Condition monitoring is a maintenance strategy that uses IIoT (Industrial Internet of Things) tools to measure asset health parameters in real time. Technicians use condition monitoring data – like vibration levels, temperature, and oil quality – to identify machine faults early on, helping them quickly and easily make repairs.
In this article, we’ll discuss the chief benefits of condition monitoring, as well as get into how condition monitoring can facilitate predictive maintenance. We’ll also look at an example of how condition monitoring works in the real world.
What are the Benefits of Condition Monitoring?
Every operation is different, but the benefits of condition monitoring are consistent across the board. Condition monitoring gives you data-driven insights into your assets’ maintenance needs so you can stay ahead of machine failure. That’s because the more you understand the health of your equipment, the better you can plan your maintenance schedule, inventory needs, and budget.
Condition monitoring is key to purposeful planning and smart resource allocation. Here are just a few of the top benefits of condition monitoring:
- Drastic reductions in downtime: Condition monitoring identifies machine faults early so maintenance crews can get in and make repairs long before machine failure.
- Lower maintenance costs: Condition monitoring eliminates the need for many calendar-based preventive maintenance tasks, thereby reducing labor costs and driving down the cost of spare parts.
- Increased equipment lifespan: Well-maintained equipment lasts longer and runs more smoothly, which is key to extending the life of nearly any asset.
- Improved safety throughout the operation: When your assets are in good working order, your teams are safer. Properly maintained equipment also helps prevent failures that may damage other nearby assets.
- Greater productivity: Condition monitoring boosts uptime and keeps your equipment in good working order, which means sustained productivity.
How Does Condition Monitoring Integrate with Technology?
In the old days, condition monitoring was simple: mechanics used their eyes and ears to check that equipment was in good working order. But today’s plants are much more complex, and keeping equipment in good condition requires a focused, data-driven approach. That’s why a growing number of modern teams are incorporating AI solutions to condition monitoring.
Today’s condition monitoring systems consist of three main components:
- Hardware to collect machine data
- Software to organize and analyze data
- Human experts (and, in some cases, AI tools) to mine that data for insights
Data Collection for Condition Monitoring
In a modern plant, condition monitoring involves using IIoT sensors to continuously collect data on machine health. Today’s sensors can be mounted on an asset or even in a hard-to-reach component so that teams can gather reliable data even while the machine is operating.
The more data you collect, the more detailed a picture you’ll have of your assets’ current health.
And IIoT sensors can stream condition monitoring data (like vibration monitoring data, temperature, and oil quality) to the cloud, where it is stored and analyzed.
Data Analysis for Condition Monitoring
Typically, analysis takes on a few different forms.

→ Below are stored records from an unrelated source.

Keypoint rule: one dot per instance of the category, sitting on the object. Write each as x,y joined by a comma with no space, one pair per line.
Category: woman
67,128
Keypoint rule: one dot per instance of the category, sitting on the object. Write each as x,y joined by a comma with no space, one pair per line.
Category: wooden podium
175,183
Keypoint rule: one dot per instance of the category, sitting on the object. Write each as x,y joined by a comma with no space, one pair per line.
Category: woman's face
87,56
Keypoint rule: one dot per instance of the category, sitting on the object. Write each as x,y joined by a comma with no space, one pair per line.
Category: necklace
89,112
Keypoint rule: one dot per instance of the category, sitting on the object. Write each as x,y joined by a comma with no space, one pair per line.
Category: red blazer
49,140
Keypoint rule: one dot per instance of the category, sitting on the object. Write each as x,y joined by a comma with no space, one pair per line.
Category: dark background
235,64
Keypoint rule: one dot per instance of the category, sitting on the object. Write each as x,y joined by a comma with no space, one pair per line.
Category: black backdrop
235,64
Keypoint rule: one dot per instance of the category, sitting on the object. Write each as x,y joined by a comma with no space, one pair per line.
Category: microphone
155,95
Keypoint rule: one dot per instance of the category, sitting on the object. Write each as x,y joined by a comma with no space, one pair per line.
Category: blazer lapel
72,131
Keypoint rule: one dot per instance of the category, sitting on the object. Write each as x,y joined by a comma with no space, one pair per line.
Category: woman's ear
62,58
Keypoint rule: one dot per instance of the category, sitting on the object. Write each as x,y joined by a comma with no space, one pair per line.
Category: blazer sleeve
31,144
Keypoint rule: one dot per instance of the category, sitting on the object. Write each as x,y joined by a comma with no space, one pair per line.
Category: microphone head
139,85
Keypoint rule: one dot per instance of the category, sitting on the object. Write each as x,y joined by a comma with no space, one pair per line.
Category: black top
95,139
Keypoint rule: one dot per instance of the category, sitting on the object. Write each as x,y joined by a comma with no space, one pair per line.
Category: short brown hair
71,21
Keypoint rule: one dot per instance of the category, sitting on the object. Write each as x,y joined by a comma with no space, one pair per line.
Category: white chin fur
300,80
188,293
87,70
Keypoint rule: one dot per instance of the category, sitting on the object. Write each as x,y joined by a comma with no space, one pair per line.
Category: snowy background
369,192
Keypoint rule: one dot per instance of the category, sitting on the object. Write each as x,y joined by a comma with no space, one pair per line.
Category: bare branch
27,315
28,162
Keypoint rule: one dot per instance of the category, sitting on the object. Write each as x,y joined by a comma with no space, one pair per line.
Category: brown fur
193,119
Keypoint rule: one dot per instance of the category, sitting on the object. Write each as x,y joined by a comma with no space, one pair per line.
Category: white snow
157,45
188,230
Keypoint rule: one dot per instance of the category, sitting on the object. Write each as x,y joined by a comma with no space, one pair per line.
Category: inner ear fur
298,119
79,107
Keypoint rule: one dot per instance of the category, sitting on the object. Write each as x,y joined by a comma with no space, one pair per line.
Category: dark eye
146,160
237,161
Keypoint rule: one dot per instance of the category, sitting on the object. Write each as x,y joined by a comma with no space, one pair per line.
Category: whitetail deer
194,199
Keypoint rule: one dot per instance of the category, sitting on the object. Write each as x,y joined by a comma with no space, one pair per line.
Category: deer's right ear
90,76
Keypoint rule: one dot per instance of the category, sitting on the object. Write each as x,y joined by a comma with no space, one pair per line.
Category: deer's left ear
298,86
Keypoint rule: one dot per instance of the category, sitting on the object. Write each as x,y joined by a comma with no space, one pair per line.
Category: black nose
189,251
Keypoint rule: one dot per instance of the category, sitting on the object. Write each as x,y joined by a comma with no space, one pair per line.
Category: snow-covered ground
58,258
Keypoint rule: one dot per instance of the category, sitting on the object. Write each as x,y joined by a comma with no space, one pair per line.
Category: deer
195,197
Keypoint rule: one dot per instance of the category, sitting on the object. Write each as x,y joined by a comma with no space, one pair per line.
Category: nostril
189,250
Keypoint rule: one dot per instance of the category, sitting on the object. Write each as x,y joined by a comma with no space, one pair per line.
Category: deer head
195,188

For example, a Computerized Maintenance Management System (CMMS) software can automatically check condition monitoring data for anomalies – such as unusual asset temperatures or vibration levels. A good CMMS can even automatically generate work orders when condition monitoring data crosses a predefined threshold.
Condition monitoring experts can also analyze the data stored in a CMMS to diagnose machine faults before they become major issues. And because the data is stored in the cloud, working with remote condition monitoring experts is easy, even if you don’t have people with those skills in-house.
AI-powered software – like Azima DLI’s diagnostic engine – can also effortlessly analyze in-depth data to diagnose new and developing machine faults. This cutting-edge technology provides maintenance teams with the information they need to shift to a predictive rather than reactive maintenance approach.
Real-world Examples of Condition Monitoring
Just about every kind of operation – from world-class breweries to maritime engineers – can benefit from a strong condition monitoring program.
Take the case of the Holcim Deutschland Group, a leading global producer of high-quality cement. The company needed a solid asset performance management approach to ensure their rotary kiln stayed up and running. Without the kiln, the whole plant would grind to a standstill.
Technicians mounted Vibguard vibration and temperature sensors on Holcim’s kiln and connected the sensors to data analytic software so that they could monitor their most critical asset in real time. The platform also enabled remote monitoring. Almost immediately, the condition monitoring system allowed Holcim technicians to spot developing problems with the kiln’s fans, allowing them to prioritize maintenance tasks so that teams could correct those faults early.
Predictive Maintenance: The Future of Condition Monitoring
The benefits of condition monitoring are already significant. And those benefits get even more striking when you combine effective condition monitoring with a predictive maintenance strategy.
Predictive maintenance is a maintenance approach that uses data-driven insights to predict your future maintenance needs. This approach builds on condition monitoring data and work order history to create a comprehensive picture of each asset’s needs, helping maintenance teams anticipate and prevent upcoming issues.
AI solutions such as Azima DLI already use a predictive maintenance model to help users ensure their plants remain up and running. Looking ahead, we can expect to see wider adoption of this approach – and as a result, we can look forward to increased uptime, greater productivity, and lower maintenance costs.